How Zed bills a request

Zed assistant features use your configured LLM provider (Anthropic, OpenAI, Ollama locally, etc.) or Zed’s hosted inference depending on plan. There is no separate “Tab pool” vs “Agent pool” like Cursor—check your plan and provider for what is included vs BYOK.

Each assistant turn sends:

Your prompt and explicit @ context (files, symbols, diagnostics)
Project and user rules when configured
Prior messages in the active thread
Tool results when agent-style workflows are enabled

Local models (Ollama) trade cloud cost for hardware and often lower quality—still meter wall-clock and GPU time for fair comparison.

1. Measure first

Where to look:

Your LLM provider dashboard — Anthropic, OpenAI, etc.
Zed account or subscription page if using hosted inference
Assistant thread length — long threads inflate input on every follow-up

After a heavy week, check whether spend is input-heavy (rules, attachments) or output-heavy (frontier model, long replies). That tells you which section below to prioritize.

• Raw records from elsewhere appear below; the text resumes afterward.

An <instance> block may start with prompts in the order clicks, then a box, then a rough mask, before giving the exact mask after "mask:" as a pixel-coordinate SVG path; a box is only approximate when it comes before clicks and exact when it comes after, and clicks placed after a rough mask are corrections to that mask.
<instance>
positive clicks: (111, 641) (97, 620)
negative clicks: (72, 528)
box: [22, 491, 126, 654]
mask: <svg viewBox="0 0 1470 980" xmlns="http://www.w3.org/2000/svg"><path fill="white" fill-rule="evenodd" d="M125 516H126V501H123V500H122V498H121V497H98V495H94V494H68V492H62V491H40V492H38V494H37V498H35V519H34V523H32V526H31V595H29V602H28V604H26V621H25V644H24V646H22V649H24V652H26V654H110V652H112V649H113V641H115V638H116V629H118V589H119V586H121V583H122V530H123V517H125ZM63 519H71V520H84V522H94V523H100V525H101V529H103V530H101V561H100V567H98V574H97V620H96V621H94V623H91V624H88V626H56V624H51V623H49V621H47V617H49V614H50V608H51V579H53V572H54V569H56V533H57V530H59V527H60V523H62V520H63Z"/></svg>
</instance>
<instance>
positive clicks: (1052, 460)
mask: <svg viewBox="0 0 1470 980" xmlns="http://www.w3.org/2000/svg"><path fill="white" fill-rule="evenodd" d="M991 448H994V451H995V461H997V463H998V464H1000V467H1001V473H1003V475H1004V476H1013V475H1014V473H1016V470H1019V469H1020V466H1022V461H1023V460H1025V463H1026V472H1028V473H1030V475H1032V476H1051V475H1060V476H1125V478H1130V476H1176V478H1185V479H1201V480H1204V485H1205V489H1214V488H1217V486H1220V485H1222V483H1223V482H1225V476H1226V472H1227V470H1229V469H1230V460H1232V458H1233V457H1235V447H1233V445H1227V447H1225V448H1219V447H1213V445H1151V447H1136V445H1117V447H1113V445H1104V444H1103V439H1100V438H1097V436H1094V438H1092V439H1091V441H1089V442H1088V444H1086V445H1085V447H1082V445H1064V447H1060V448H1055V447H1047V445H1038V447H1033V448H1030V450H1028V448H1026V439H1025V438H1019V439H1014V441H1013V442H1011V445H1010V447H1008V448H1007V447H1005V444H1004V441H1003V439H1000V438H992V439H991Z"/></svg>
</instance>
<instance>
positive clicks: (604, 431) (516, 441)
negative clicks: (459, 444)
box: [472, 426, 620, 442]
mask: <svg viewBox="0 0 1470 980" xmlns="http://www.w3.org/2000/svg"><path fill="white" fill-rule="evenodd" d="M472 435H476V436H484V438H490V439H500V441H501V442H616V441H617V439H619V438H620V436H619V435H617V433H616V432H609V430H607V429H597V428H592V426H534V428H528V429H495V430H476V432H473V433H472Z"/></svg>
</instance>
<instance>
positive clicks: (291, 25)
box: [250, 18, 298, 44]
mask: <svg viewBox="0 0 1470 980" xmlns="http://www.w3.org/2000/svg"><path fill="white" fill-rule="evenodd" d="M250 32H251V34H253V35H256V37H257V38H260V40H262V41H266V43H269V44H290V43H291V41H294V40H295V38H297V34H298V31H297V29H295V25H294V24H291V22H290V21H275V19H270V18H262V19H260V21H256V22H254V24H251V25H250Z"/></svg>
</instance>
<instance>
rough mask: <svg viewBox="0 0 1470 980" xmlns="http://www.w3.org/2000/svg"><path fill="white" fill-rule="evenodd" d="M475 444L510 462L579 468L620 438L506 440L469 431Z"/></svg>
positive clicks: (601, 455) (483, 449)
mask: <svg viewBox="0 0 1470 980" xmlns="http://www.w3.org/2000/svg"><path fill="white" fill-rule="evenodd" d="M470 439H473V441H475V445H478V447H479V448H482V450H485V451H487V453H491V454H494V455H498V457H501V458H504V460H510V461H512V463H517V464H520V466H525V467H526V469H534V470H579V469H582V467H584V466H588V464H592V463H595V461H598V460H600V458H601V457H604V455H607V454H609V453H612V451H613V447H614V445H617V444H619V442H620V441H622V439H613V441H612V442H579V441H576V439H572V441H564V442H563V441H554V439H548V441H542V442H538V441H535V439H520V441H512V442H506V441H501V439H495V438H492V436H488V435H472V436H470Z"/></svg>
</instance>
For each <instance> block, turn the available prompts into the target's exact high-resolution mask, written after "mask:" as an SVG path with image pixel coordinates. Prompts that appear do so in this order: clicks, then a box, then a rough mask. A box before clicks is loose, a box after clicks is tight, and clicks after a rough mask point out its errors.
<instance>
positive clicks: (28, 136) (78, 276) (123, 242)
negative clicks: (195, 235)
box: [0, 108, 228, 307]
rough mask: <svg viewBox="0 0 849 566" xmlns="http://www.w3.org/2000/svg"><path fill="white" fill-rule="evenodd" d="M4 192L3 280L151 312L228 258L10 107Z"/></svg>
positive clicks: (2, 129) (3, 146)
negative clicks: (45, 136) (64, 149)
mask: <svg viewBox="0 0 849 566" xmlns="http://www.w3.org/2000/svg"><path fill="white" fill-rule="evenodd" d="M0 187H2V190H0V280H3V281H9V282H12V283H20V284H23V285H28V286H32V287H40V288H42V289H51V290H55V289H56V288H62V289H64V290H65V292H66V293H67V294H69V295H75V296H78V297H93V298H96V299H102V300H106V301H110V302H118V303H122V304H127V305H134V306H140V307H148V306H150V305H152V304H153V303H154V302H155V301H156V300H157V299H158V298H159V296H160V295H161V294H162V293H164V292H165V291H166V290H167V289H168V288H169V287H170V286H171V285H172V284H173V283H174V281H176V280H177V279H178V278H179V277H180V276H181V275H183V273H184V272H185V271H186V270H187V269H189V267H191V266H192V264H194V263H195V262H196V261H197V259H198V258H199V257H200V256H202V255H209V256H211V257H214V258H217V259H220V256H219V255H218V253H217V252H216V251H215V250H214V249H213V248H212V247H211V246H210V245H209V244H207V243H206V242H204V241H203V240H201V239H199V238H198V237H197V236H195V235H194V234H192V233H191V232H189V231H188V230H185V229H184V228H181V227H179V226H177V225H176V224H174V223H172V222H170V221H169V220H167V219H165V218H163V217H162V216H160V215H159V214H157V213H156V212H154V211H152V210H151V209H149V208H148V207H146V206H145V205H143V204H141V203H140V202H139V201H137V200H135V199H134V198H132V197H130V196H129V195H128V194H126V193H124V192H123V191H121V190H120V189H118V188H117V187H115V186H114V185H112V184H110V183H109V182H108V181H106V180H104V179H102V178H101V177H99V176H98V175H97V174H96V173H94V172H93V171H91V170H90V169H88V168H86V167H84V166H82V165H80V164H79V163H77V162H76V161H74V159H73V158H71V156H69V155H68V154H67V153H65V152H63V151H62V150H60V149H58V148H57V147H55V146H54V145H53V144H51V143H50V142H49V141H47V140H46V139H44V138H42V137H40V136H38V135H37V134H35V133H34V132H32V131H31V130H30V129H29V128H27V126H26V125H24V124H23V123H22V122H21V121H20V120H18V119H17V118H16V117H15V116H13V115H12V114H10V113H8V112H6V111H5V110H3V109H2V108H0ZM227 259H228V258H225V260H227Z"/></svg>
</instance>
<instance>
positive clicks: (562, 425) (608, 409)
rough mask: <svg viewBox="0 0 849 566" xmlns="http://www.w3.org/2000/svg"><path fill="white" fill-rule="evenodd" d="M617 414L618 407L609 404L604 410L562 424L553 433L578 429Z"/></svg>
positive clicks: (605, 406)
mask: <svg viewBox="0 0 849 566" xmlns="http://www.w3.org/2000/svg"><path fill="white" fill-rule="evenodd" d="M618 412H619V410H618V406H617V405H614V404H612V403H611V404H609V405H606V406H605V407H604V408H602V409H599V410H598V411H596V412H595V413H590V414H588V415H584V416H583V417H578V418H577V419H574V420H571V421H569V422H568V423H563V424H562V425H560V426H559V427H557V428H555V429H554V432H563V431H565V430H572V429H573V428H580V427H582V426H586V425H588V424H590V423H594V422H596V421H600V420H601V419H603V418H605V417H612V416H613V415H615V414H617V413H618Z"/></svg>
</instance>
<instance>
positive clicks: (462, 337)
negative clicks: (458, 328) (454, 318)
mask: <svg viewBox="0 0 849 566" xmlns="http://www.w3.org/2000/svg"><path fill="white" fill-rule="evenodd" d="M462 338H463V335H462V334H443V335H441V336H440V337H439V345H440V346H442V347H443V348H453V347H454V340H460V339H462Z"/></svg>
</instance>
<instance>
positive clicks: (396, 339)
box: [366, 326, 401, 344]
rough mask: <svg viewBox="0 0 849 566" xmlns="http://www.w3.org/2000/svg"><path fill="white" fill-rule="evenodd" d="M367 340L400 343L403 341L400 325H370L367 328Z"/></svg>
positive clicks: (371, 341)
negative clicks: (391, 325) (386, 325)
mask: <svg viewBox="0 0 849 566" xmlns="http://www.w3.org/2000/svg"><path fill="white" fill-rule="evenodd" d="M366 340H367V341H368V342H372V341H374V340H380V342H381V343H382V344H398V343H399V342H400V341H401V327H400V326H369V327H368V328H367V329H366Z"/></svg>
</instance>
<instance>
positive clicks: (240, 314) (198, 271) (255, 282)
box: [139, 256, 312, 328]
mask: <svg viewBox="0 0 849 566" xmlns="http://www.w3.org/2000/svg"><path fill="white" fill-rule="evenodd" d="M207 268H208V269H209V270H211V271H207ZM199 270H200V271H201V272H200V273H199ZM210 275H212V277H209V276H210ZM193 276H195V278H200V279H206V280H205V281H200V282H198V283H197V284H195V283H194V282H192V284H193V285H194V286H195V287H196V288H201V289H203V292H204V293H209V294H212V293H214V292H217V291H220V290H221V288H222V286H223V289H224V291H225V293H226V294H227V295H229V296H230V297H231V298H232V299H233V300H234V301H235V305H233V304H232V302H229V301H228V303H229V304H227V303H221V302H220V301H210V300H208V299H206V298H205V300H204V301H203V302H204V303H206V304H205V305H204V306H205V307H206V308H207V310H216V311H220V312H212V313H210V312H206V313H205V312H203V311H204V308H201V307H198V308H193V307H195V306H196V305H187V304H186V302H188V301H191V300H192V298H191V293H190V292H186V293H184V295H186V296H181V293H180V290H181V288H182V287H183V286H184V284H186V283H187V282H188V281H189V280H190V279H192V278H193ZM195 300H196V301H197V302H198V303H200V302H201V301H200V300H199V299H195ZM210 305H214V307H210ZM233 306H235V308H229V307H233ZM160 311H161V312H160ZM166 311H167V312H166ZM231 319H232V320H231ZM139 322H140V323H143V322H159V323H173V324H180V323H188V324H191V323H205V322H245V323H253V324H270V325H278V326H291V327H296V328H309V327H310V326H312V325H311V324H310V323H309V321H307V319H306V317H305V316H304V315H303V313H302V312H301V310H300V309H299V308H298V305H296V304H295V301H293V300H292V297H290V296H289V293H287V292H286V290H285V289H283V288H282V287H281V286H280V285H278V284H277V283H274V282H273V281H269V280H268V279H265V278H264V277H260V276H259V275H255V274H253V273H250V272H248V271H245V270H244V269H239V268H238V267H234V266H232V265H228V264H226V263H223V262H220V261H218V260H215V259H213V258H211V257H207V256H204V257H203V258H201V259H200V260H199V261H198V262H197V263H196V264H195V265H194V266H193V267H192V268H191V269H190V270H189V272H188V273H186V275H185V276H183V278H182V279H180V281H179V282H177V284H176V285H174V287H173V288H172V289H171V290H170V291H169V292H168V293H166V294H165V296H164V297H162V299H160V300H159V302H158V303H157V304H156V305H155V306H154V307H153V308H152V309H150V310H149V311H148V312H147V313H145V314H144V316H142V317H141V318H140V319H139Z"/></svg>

2. Match the model to the task

This is Zed’s version of Model routing: default cheap, escalate only on failure.

Start here:

Inline completions / fast model — single-line edits, small refactors
Mid-tier assistant — multi-file questions, most routine agent work
Frontier — deep debugging, architecture decisions, novel design only

Costs more than you expect:

Frontier model as default for every @-mention
Agent loops that re-read large files each step
Cloud models when a local Ollama model would suffice for exploration

Switch models or start a new thread when you change task complexity—do not escalate mid-thread without reason.

3. Trim what rides along every request

Input bloat in Zed usually comes from rules and over-broad @ context—not your prompt text alone.

Rules and project instructions

Project rules inject into assistant context when configured.

One concern per rules file; keep them short
Reference configs by path—do not paste entire style guides
Do not duplicate instructions in rules, README, and chat Custom Instructions

Context attachment

Zed’s assistant supports precise @ references—use them instead of pasting file contents.

@file or symbol-level context beats attaching whole directories
Close unrelated buffers before agent work so “active file” context stays lean
Prefer “fix Navbar.tsx line 42” over “review the frontend”

See Context hygiene for the general just-in-time retrieval pattern.

New thread per task

Start a new assistant thread when you finish one task and begin another, when you switch models, or when follow-up turns feel slow or expensive.

4. Write tighter prompts

Zed-specific versions of Prompt hygiene:

Too broad:


Fix this bug. Also review the whole auth system and suggest improvements.

Scoped:


Fix ONLY the null check in auth/login.ts line 42.
No explanations. Max 1 file changed.

Batch related fixes in one message. Accept or reject edits before asking for another pass—each cycle bills again.

5. Set spending guardrails

Zed does not enforce your inference budget. You set the limits.

Set provider-side spending caps on API keys
Use local models for exploratory work when quality is acceptable
Review provider usage after heavy assistant weeks
Team setups: separate keys per developer or project

For metering and caps in products you ship, see Article I and Article IV.

Troubleshooting

High input — rules bloat or broad @ attachments. Trim rules; narrow file context.

High output — frontier default or verbose assistant. Cheaper model; tighter prompts.

Slow assistant, high tokens — thread too long. New thread per task.

Local model quality too low — route only exploration locally; use cloud mid-tier for commits.

When Zed optimization is not enough

Trimming Zed configuration does not fix production agent loops. If customer-facing features dominate spend, instrument with per-feature tags and apply Context hygiene, Prompt caching, and Output and RAG. Narev provides normalized USD across providers if you need cross-provider cost math.